A new study examines association between Parkinson disease and cancer
Some neurodegenerative diseases, in particular Parkinson disease, may share common pathogenic mechanisms with some cancers
- Date : 05 Sep 2012
- Topic : Cancer prevention
A study that used a Utah genealogic database and a cancer registry to examine the relationship between Parkinson disease and cancer suggests an increased risk of prostate cancer and melanoma in patients with Parkinson disease and their relatives, according to a report published Online First on September 3 by Archives of Neurology, a JAMA Network publication.
Neurodegenerative diseases, in particular Parkinson disease, may share common pathogenic mechanisms with some cancers, according to the study background. Identifying a genetic relationship between Parkinson disease and cancer could allow clinicians to provide proper assessment of cancer risk in patients with Parkinson disease and might also have implications for the counselling of relatives of patients.
Assessment of cancer risk in patients with Parkinson disease
Dr Seth Kareus and colleagues from the University of Utah, Salt Lake City, USA estimated relative risks for cancer in individuals with Parkinson disease listed on their death certificate, and in their relatives. The study identified 2,998 patients with Parkinson disease listed as their cause of death from 1904 to 2008 and also included information from the Utah Cancer Registry on 100,817 patients diagnosed with cancer.
To validate their observed associations, researchers also estimated the reciprocal relative risk for Parkinson disease death among patients diagnosed with melanoma and their relatives. They also estimated the relative risks for death with Parkinson disease among patients diagnosed with prostate cancer and their relatives.
They observed a reciprocal significantly increased risk for Parkinson disease in the 22,147 prostate cancer cases and their relatives. A reciprocal significantly increased relative risk for Parkinson disease was found in 7,841 Utah melanoma cases and their relatives.
Among the individuals with Parkinson disease who died, the authors observed 48 cases of melanoma. The estimated relative risk for melanoma in patients with Parkinson disease who died was 1.95; and an increased risk for death with Parkinson disease was noted among the patients with melanoma (relative risk, 1.65). The researchers also found prostate cancer in 212 patients with Parkinson disease who died (relative risk, 1.71) and an increased risk for death with Parkinson disease was found among the prostate cancer patients (relative risk, 1.39), according to the study results.
The authors concluded that these data argue strongly for a significant shared genetic risk for specific cancers on the one hand and neurodegeneration on the other. The findings provide a framework for future definition of the precise nature of shared genetic variation leading to neurodegeneration in some individuals, and melanoma or prostate cancers in others, and they may influence strategies for melanoma and prostate cancer screening.
Two authors disclosed grant support, with one author disclosing consulting fees and speaking honoraria. This research was supported by the Utah Cancer Registry, which is funded by a contract from the USA National Cancer Institute's Surveillance, Epidemiology and End Results programme, with additional support from the Utah State Department of Health and the University of Utah.
Families with Parkinson disease and cancer
In an accompanied editorial, Dr Walter Rocca of the Mayo Clinic in Rochester wrote that the study findings combined with previous findings in the literature, suggest that some families have a genetic predisposition that can manifest as Parkinson disease, as other types of parkinsonism, as essential tremor, as cognitive impairment or dementia, as amyotrophic lateral sclerosis, as anxiety disorders, as depressive disorders, or as non-neurological conditions such as melanoma and prostate cancer.

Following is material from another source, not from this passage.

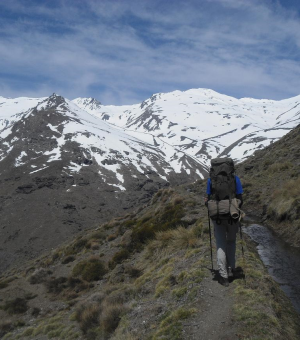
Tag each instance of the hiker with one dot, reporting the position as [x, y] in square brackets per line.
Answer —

If the mechanisms are primarily genetic, then it may be possible to identify genetic variants that predispose to accelerated neurodegeneration and to increased oncogenesis in the same individual or among members of some particular families. On the other hand, if Parkinson disease is multifactorial at the individual level, dimorphic in men and women, and heterogeneous at the population level, the search for one or several genetic variants may not be productive, Dr Rocca concluded.